Allein 2019 seien 65 000 Besucher nach Bad Schussenried gekommen, um das Kloster selbst oder eine Ausstellung zu besichtigen. Viele von ihnen hätten sich danach auch die Stadt angesehen. „Dieser Erfolg ist nur möglich, weil wir ein sehr gutes Verhältnis zur Stadt Bad Schussenried haben und manches Projekt gemeinsam angegangen sind“, so Hörrmann.
„Schussenried hat eine reiche Geschichte, deren Quellen ergiebig fließen“– so beginnt das Vorwort zu Bad Schussenrieds Heimatbuch von Blasius Erler. Aus Sicht von Bürgermeister Achim Deinet darf das Wort „Quellen“dabei durchaus im doppeldeutigen Sinn verstanden werden, denn Wasser beeinflusste seit jeher das Leben der Menschen und Schussenried ganz besonders. Menschen siedelten im Bereich Bad Schussenried bereits vor mehr als 4000 Jahren in den heute als „Prähistorische Pfahlbauten rund um die Alpen“ausgewiesenen Unesco-Weltkulturerbestätten. Die ältesten Holzräder der Welt wurden in der Nähe von Bad Schussenried im konservierenden Torfmoor gefunden. Und nicht zuletzt wurde auch das Kloster Schussenried „am Wasser“gebaut, in der Senke der letzten eiszeitlichen Vergletscherung eingebettet, in deren Endmoräne. Dass das Kloster dann auch zu einer „Quelle“menschlichen Wissens und kulturellen Lebens wurde, verdanken Bad Schussenried und die umliegenden Ortschaften den Prämonstratenser-Mönchen, die 1183 das Kloster gründeten.
„Mehrere Jahrhunderte war das Kloster Ausgangspunkt und Ort schulischer Bildung und Zentrum der pastoralen Betreuung“, erläutert Deinet. Insgesamt 620 Jahre wurde am Kloster gebaut. Die verschiedensten Baustile zeugten von der regen Bautätigkeit der Äbte in allen Zeitperioden. Aber auch außerhalb des Klosters wurde gebaut.

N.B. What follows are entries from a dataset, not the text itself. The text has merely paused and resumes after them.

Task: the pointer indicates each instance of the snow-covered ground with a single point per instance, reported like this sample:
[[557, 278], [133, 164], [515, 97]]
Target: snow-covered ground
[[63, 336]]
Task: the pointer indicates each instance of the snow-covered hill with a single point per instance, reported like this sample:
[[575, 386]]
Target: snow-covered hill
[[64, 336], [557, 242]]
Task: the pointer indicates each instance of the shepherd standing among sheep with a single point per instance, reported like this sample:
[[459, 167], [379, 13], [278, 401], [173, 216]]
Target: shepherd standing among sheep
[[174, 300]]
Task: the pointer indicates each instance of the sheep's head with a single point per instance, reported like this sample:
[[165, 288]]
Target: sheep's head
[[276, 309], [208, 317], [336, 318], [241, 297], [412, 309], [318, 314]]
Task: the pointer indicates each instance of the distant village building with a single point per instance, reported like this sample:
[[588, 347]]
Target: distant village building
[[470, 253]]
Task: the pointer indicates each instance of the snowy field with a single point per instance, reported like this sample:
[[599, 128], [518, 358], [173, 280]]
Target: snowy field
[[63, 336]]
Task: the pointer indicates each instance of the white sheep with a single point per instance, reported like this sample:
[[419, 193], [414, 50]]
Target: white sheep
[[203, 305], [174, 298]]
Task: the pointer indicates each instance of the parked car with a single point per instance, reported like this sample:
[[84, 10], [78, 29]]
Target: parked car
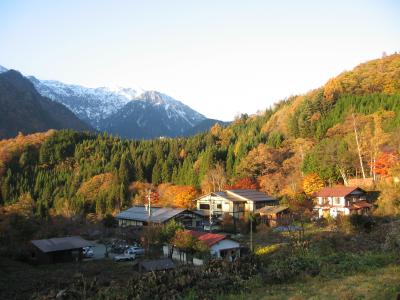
[[87, 252], [138, 251], [124, 257]]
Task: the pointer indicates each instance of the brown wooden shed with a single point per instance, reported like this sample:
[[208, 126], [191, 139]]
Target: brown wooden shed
[[55, 250]]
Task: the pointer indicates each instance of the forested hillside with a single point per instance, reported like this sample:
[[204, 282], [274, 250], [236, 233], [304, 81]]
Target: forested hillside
[[347, 128]]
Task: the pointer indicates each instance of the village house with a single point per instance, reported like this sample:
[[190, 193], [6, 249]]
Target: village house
[[56, 250], [220, 247], [274, 215], [234, 202], [341, 200], [140, 216]]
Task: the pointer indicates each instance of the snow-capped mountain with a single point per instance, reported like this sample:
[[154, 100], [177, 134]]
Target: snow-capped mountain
[[150, 115], [89, 104], [127, 112]]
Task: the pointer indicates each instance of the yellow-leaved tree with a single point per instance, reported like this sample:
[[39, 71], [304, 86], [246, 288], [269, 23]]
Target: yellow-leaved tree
[[312, 183]]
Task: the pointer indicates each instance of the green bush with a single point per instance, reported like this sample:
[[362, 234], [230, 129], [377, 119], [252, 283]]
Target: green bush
[[282, 270]]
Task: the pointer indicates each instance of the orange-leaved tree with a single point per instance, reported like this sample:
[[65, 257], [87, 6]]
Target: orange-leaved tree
[[312, 183]]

Markantes Zeugnis hierfür sei die Steinhauser Wallfahrtskirche, ausgeschmückt vom Stuckateur Dominikus Zimmermann. „Mit den Wirren der Säkularisierung in den Jahren 1804 bis 1806 kam das Kloster über verschiedene Zwischenstufen an das Haus Württemberg und steht heute im Landesbesitz BadenWürttemberg“, so Deinet. „Der kulturhistorisch einmalige Bibliothekssaal ist wohl das bekannteste Schmuckstück des Klosters – auch wenn er über nahezu 200 Jahre kaum zugänglich war, sondern Teil des heutigen Zentrums für Psychiatrie und seiner Vorläuferorganisationen war.“
„Das Kloster Schussenried war und ist Ausgangspunkt und Zentrum der Stadtentwicklung“, fasst Deinet zusammen. Schon bald nach der Gründung siedelten sich vor den Klostermauern Wirtschaftsgebäude wie Mühlen, Schmieden, Wirtschaften, Post und Bauernhöfe an, sodass westlich des Klosters ein langgestrecktes Straßendorf entlang der Schussen entstand.
Immer mehr verdichteten sich die Siedlungsbereiche um das Kloster herum, in den 1830er-Jahren auch auf der östlichen Seite des Klosters, wo eine Arbeitersiedlung der Gießerei der Schwäbischen Hüttenwerke SHW entstand, dem mit mehr als 600jähriger Geschichte ältesten Industriebetrieb Württembergs. Der Stammsitz lag damals noch auf der Ostalb in Wasseralfingen. Die Industrialisierung hatte damit auch in Schussenried Einzug im Jahr 1837 gehalten. Verstärkt wurde diese Entwicklung durch den Bau der Bahnlinie zwischen Ulm und Friedrichshafen Mitte des 19. Jahrhunderts.
„Heute sind Gemeinderat und Stadtverwaltung bemüht, das Kloster städtebaulich noch mehr in den Mittelpunkt zu heben. Das Kloster mit seinem Park wird somit zu einem Ruhepol, einem Ort der dringend notwendigen Entschleunigung inmitten einer erlebenswerten Kleinstadt, die sich damit zu Recht Cittàslow nennen darf“, sagt Deinet.